Il ressort des pièces du dossier que le requérant réside en France depuis le mois de juillet 2016 et qu’il a exercé les fonctions de manœuvre pour le compte de la même société entre le mois d’août 2016 et le mois de novembre 2021. Il a été muni d’un titre de séjour valable du 17 février 2020 au 16 février 2021 et sa demande de renouvellement a été classée sans suite le 7 janvier 2022 en l’absence de production par le requérant des pièces complémentaires sollicitées par le préfet de l’Essonne. Par ailleurs, le requérant est célibataire, sans charge de famille et il n’établit pas être dépourvu d'attaches familiales au Mali où il a vécu jusqu’à l’âge de 36 ans. Dans ces conditions, le préfet du Val-d’Oise, en faisant obligation à M. B... de quitter le territoire français, n’a pas porté au droit au respect de sa vie privée et familiale une atteinte disproportionnée aux buts en vue desquels cette décision a été prise.

Il résulte de tout ce qui précède que M. B... n’est pas fondé à demander l’annulation de l’arrêté attaqué du 22 juillet 2025. Par voie de conséquence, ses conclusions à fin d’injonction ne peuvent qu’être rejetées.


D E C I D E :

Article 1er : M. B... est admis, à titre provisoire, au bénéfice de l’aide juridictionnelle.

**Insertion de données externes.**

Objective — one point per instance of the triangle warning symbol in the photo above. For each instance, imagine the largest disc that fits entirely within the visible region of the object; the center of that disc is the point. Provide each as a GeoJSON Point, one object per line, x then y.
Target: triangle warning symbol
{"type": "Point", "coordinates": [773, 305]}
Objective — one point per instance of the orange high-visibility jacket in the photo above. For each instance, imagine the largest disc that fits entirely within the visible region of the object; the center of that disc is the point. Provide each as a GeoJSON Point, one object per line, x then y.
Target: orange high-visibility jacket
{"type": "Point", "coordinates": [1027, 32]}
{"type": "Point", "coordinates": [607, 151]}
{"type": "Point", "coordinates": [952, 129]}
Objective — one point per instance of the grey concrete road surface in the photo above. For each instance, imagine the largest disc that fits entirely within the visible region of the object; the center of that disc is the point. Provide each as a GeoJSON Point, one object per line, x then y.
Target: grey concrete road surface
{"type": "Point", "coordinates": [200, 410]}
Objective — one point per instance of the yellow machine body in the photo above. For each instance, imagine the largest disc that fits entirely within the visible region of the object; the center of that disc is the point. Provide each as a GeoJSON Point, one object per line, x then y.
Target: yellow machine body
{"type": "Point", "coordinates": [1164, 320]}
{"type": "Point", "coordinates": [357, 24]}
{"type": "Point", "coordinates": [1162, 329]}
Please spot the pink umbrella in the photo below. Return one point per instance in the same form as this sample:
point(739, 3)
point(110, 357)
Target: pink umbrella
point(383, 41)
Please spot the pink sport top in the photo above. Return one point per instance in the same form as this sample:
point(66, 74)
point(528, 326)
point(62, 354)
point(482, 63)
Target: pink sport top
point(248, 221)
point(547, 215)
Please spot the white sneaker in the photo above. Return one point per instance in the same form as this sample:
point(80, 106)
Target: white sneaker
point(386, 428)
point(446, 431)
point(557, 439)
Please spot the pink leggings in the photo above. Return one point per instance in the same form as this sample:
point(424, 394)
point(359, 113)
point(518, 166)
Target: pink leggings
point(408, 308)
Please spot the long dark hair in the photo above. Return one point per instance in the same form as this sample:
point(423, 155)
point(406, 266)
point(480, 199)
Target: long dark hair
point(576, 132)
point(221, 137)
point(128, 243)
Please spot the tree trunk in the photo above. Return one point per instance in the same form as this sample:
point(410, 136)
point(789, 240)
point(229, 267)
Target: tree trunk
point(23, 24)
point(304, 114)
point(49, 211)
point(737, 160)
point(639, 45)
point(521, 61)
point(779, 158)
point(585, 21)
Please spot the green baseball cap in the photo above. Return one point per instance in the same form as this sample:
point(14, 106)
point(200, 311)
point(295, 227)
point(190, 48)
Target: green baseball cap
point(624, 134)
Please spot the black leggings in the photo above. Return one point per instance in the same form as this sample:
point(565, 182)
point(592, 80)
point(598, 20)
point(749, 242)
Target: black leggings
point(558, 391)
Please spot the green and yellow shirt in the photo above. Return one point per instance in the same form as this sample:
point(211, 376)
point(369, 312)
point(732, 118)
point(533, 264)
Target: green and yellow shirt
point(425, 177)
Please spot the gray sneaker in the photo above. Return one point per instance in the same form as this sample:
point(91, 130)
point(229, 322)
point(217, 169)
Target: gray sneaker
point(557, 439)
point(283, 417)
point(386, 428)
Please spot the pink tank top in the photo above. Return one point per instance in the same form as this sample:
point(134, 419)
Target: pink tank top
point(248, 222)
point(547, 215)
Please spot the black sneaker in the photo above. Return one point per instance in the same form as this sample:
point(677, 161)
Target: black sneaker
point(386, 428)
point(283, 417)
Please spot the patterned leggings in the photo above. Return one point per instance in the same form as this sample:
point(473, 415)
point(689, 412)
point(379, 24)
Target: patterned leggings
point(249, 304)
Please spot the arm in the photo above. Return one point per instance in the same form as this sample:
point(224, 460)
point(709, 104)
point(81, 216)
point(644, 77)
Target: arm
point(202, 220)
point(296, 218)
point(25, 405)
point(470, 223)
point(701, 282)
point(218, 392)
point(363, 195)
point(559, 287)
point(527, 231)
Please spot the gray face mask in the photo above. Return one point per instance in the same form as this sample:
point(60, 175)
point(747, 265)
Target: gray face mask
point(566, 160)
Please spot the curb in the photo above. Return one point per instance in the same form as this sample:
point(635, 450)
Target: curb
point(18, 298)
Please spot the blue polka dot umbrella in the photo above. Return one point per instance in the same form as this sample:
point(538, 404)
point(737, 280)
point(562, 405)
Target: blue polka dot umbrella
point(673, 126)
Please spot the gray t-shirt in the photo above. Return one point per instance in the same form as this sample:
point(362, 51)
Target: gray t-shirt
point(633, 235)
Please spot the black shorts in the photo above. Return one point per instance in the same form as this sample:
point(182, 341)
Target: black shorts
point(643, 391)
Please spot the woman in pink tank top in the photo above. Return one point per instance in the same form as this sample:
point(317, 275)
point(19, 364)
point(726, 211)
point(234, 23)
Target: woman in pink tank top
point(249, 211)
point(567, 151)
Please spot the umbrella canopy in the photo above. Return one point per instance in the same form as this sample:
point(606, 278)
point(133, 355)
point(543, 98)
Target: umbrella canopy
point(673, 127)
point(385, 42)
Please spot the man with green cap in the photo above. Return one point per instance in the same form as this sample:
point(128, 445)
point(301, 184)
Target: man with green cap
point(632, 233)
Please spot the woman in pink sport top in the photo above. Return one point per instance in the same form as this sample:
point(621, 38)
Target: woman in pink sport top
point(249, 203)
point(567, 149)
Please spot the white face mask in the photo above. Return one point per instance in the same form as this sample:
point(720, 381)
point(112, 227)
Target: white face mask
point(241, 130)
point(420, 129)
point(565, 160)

Article 2 : La requête de M. B... est rejetée.

Article 3 : Le présent jugement sera notifié à M. A... B... et au préfet du Val d’Oise.

Délibéré après l’audience du 6 janvier 2026, à laquelle siégeaient :

- M. Doré, président ;
- Mme Hardy, première conseillère ;
- Mme L’Hermine, première conseillère ;

Rendu public par mise à disposition au greffe le 20 janvier 2026.

La rapporteure,

signé

M. L’HermineLe président,

signé

F. Doré
La greffière,

signé

S. Paulin


La République mande et ordonne au préfet du Val d’Oise en ce qui le concerne et à tous commissaires de justice à ce requis en ce qui concerne les voies de droit commun contre les parties privées, de pourvoir à l’exécution de la présente décision.